Tenza a écrit:
@Yudo,
Est-ce qu'au fur et à mesure de zazen, (donc être simplement là, rester attentif à nos pensées, observer leur va et vient..), naît une certaine compréhension en nous ? (même si je comprends qu'il ne faille pas tomber dans le piège de vouloir obtenir "quelque chose")
Tout cela fonctionne de façon typiquement paradoxale. Par exemple, il est évident qu'il faut une motivation de départ pour se mettre à la pratique. Et pourtant, dans la pratique, on recommande d'abandonner toute motivation! Cet "abandon de la motivation" ne signifie pas que la motivation de départ disparaît: de toute façon "abandonner la motivation" est bien plus facile à dire qu'à faire. Mais cela signifie qu'au fur et à mesure qu'on se désintéresse de l'objectif à quoi correspondait cette motivation, mais qu'on tient bon dans la pratique (du genre à se dire "pour le résultat, on verra"), des choses se passent qui ne se seraient pas passées si, trop tendus vers un but qui n'arrive pas on était passés à côté de ce qui était important.
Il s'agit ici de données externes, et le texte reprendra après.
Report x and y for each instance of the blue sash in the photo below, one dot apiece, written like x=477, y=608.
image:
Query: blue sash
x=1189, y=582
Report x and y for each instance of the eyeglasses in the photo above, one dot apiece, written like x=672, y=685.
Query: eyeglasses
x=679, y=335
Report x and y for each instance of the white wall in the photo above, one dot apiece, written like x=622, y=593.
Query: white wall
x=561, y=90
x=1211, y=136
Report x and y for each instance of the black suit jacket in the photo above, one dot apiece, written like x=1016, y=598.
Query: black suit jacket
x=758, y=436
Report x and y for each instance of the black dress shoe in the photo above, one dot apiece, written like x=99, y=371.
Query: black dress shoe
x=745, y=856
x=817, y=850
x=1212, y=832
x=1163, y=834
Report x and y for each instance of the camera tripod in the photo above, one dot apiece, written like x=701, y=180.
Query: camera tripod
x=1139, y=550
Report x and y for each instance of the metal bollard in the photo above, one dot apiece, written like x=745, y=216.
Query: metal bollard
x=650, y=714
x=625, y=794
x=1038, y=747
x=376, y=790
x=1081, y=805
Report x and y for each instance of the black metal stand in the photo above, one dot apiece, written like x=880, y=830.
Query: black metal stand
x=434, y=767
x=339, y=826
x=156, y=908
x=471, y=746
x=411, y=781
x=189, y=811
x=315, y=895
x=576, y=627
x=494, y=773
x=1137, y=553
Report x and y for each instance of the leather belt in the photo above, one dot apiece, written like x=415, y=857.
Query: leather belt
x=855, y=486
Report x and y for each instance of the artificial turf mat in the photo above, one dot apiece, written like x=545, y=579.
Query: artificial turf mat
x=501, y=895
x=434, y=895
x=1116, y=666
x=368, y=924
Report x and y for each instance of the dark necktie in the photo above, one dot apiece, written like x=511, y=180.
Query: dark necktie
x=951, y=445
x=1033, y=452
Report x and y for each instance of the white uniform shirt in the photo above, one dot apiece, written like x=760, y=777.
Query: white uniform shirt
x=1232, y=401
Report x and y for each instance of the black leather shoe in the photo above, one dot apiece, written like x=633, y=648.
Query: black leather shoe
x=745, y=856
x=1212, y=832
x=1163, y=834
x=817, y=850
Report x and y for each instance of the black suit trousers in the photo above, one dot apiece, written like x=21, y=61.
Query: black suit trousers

De même, en se contentant de pratiquer l'assise, en se concentrant, non pas sur les pensées, mais sur ce qu'on fait à l'instant où on le fait, et plus pratiquement sur son corps, sa posture, sur la verticalité, sur l'étirement de la colonne vertébrale, sur la respiration, toutes choses pratiques, réelles; en étant attentif donc à ce qu'on est en train de faire, cela petit à petit, sans même qu'on en prenne conscience, se transpose dans le reste de la vie: vous vous brossez les dents, vous ne pensez qu'à vous brosser les dents. Vous conduisez, vous rectifiez votre posture pour être le plus alerte possible, vous posez votre regard là où vous voulez aller, vous mettez votre attention dans l'environnement de votre conduite. Ces transpositions se font de plus en plus naturellement, et cela implique que, à chaque fois que vous vous rendez compte que le turbinage de pensées dans votre tête vous distrait, vous dérange, vous revenez à ce que vous êtes en train de faire.
Alors, il arrive des moments, où un tout petit truc, qui serait passé totalement inaperçu sinon, attire votre attention. Car ce sont souvent les petits trucs qui sont importants. Et d'habitude, ils sont noyés dans un flot de trucs insignifiants mais qui prennent toute la place. Et le murmure qui vous dit les choses importantes était inaudible: là il commence à devenir plus clair, dans le silence, grâce au silence.
Pour ça, il faut, quand on pratique, ne jamais se préoccuper de "faire le vide", de "faire le silence intérieur" et autres projets admirables mais qui, de par le fonctionnement même de l'esprit deviennent inatteignables si on cherche à les atteindre.